Le ministère public est toujours invité à intervenir, devant  le tribunal de commerce, dans les procédures collectives.

Attributions administratives

En plus d’être à sa disposition, les officiers de police judiciaire sont sous la surveillance du Ministère Public et/ou sous le contrôle de la chambre de l’instruction, suivant le cas.

 Le M.P dirige l’activité des officiers et agents de la police judiciaire dans le ressort de son tribunal.

Il dirige et coordonne l’application des contrats locaux de sécurité, est membre de droit à des associations de prévention de la délinquance. Il peut également intervenir auprès d’interlocuteurs locaux (maires, conseillers régionaux et généraux) pour coordonner l’action des services des forces de police et de l’armée.

Les magistrats du parquet sont chargés  de vérifier annuellement les registres de l’état civil.

Ils ont également un pouvoir de visite des locaux de garde à vue ainsi que des prisons.

Dans l’administration des tribunaux, le ministère public requiert aussi l’installation et la prestation de serment des magistrats, juges, fondés de pouvoir et autres.

 Devant les juridictions administratives et financières

Un ministère public est institué auprès de trois types de juridictions financières.

 Le ministère public auprès de la Cour des comptes comporte un procureur général, un premier avocat général, des avocats généraux et des substituts généraux. Le procureur général et les avocats généraux  exercent aussi le ministère public auprès de la Cour de discipline budgétaire et financière. C’est  le système juridique français qui est aussi contredit.

Chaque chambre régionale des comptes comporte un ou plusieurs représentants du ministère public, choisi parmi des magistrats membre du corps des chambres régionales des comptes, qui exercent les fonctions du ministère public et sont les correspondants du procureur général près la cour des comptes.

Comme devant les juridictions répressives, le rôle du ministère public est de mettre en mouvement l’action publique et de requérir l’application de la loi. Ce n’est pas du tout la même chose chez nous en Haïti.

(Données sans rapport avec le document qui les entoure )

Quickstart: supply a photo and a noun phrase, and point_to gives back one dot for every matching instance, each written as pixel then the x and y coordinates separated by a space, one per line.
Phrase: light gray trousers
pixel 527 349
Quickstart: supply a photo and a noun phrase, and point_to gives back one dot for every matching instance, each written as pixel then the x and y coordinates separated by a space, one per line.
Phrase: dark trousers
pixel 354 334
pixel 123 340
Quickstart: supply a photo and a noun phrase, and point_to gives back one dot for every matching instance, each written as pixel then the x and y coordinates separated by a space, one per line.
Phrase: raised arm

Devant les autres juridictions administratives

 Devant les juridictions administratives de droit commun, il existait dans le temps, des représentants du gouvernement qui pouvaient ressembler à un ministère public, mais sans en avoir réellement les fonctions. Leur transformation en rapporteurs publics confirme qu’ils ne relèvent pas du ministère public.  

En guise de conclusion

Si dans la pratique, les membres du parquet s’adonnent à d’autres activités que celles qui leur sont assignées par la loi, mais du point de vue théorique, ils sont astreints à des conditions normatives qui feraient d’eux de véritables citoyens choisis pour représenter dignement le gouvernement tant dans la sphère de l’Exécutif que dans celle du judiciaire. Les membres du Ministère public et du judiciaire, doivent se donner la main en vue de contribuer valablement au relèvement de notre système judiciaire si décrié, tant en Haïti qu’ailleurs, et de projeter un signal clair pour combattre la délinquance, la criminalité croissante et l’impunité, les fléaux de l’heure qui gangrènent notre société et qui représentent un objet d’opprobre et puant aux nez de tous.